When chickens are housed indoors and deprived of greens, their meat and eggs also become artificially low in omega-3s. Eggs from pastured hens can contain as much as 20 times more omega-3s than eggs from factory hens. They are also higher in vitamin E and carotenes. (The carotenes give the eggs a rich, almost orange yolk.)

Switching our livestock from their natural diet of grass to grain is one of the hidden reasons our modern diet is so deficient in these essential fats. It has been estimated that only 40 percent of Americans consume a sufficient supply of these nutrients. Twenty percent have levels so low that they cannot be detected. Switching to grassfed animal products is one way to restore this vital nutrient to your diet.

The CLA Bonus

The meat and milk from grassfed ruminants are the richest known source of another type of good fat called "conjugated linoleic acid" or CLA. When ruminants are raised on fresh pasture alone, their milk and meat contain as much as five times more CLA than products from animals fed conventional diets.
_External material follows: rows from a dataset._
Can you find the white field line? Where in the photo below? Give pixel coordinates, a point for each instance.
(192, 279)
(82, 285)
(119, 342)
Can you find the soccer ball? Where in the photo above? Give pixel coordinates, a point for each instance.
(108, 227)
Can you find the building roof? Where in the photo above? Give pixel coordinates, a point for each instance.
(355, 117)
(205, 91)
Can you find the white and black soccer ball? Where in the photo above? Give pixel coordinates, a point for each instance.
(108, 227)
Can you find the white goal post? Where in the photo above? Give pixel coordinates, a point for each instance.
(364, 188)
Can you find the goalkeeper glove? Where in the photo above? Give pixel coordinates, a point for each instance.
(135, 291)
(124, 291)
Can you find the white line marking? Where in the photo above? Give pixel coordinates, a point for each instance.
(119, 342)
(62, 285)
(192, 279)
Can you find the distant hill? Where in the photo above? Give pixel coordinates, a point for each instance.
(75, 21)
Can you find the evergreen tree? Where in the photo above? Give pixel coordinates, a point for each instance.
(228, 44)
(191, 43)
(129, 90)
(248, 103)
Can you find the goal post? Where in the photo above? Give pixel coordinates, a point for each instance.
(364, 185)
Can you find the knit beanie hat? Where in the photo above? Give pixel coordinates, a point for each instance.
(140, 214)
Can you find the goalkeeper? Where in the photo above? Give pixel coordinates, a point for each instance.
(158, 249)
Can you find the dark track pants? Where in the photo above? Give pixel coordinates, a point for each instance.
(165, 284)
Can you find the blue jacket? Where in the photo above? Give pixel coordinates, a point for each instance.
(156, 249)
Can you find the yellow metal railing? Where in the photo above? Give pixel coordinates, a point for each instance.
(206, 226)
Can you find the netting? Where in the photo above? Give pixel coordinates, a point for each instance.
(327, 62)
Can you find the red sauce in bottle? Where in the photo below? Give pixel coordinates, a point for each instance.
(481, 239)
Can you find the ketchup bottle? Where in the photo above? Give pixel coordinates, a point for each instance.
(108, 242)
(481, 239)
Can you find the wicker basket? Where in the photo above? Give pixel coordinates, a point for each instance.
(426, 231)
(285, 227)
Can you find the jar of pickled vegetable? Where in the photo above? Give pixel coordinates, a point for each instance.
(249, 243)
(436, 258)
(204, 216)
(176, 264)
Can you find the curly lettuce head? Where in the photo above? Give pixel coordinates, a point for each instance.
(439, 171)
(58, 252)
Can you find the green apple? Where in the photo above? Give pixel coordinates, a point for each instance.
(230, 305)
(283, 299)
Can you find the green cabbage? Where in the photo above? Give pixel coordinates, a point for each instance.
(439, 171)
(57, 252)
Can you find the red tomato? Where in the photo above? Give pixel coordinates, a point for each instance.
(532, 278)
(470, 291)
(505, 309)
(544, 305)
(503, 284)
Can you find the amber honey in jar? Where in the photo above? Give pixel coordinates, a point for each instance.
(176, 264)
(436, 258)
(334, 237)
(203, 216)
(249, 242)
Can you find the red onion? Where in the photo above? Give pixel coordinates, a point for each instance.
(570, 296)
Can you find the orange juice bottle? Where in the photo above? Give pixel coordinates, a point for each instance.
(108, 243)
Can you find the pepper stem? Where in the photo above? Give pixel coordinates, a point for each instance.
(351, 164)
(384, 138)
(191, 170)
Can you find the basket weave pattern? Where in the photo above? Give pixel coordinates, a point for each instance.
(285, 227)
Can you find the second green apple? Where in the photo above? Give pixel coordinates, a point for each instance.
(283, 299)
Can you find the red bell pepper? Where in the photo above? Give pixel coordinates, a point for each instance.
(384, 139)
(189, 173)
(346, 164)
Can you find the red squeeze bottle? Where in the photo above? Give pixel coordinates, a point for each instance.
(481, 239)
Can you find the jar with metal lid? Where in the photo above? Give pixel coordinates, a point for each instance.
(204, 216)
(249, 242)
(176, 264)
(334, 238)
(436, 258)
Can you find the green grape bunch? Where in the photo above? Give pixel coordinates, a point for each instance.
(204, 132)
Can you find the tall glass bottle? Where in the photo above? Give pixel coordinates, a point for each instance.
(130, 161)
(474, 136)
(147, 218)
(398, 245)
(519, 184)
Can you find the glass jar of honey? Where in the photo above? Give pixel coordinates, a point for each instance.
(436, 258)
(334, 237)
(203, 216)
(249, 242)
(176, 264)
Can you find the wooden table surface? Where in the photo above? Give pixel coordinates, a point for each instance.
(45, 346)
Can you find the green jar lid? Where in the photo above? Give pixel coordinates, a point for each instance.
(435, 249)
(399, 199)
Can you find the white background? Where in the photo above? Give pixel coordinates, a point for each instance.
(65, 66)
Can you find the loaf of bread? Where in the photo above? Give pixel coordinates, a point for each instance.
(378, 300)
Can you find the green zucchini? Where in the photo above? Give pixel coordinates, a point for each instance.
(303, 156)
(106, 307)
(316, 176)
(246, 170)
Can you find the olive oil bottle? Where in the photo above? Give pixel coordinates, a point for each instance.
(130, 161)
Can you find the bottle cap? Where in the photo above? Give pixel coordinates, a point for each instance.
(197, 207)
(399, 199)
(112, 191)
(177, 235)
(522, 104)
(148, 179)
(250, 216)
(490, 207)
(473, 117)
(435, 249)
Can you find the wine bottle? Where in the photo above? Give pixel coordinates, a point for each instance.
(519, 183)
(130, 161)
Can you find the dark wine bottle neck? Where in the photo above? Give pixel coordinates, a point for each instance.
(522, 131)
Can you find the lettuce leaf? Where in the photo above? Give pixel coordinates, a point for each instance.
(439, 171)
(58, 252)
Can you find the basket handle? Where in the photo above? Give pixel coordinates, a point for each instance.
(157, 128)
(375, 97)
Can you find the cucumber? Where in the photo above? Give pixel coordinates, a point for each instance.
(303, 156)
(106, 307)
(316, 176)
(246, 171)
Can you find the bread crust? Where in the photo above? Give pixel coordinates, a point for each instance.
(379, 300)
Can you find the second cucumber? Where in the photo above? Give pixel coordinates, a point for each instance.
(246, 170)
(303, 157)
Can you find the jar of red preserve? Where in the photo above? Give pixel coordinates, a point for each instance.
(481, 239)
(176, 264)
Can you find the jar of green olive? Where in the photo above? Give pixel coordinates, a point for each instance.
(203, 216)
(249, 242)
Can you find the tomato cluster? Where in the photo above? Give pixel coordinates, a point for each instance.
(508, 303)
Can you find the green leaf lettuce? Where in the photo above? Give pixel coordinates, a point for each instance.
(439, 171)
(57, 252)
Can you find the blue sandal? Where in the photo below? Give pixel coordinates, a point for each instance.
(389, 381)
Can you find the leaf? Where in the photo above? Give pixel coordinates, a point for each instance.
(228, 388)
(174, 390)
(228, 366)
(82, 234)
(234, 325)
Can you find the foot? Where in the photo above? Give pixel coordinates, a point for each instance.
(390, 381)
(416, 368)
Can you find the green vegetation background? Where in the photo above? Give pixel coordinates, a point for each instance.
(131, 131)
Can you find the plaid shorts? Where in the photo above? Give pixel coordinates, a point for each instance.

CLA may be one of our most potent defenses against cancer. In laboratory animals, a very small percentage of CLA - a mere 0.1 percent of total calories -greatly reduces tumor growth. Researcher Tilak Dhiman from Utah State University estimates that you may be able to lower your risk of cancer simply by eating the following grassfed products each day: one glass of whole milk, one ounce of cheese, and one serving of meat. You would have to eat five times that amount of grainfed meat and dairy products to get the same level of protection.

Vitamin E

In addition to being higher in omega-3s and CLA, meat from grassfed animals is four times higher in vitamin E. In humans, vitamin E is linked with a lower risk of heart disease and cancer. This potent antioxidant may also have anti-aging properties. Most Americans are deficient in vitamin E.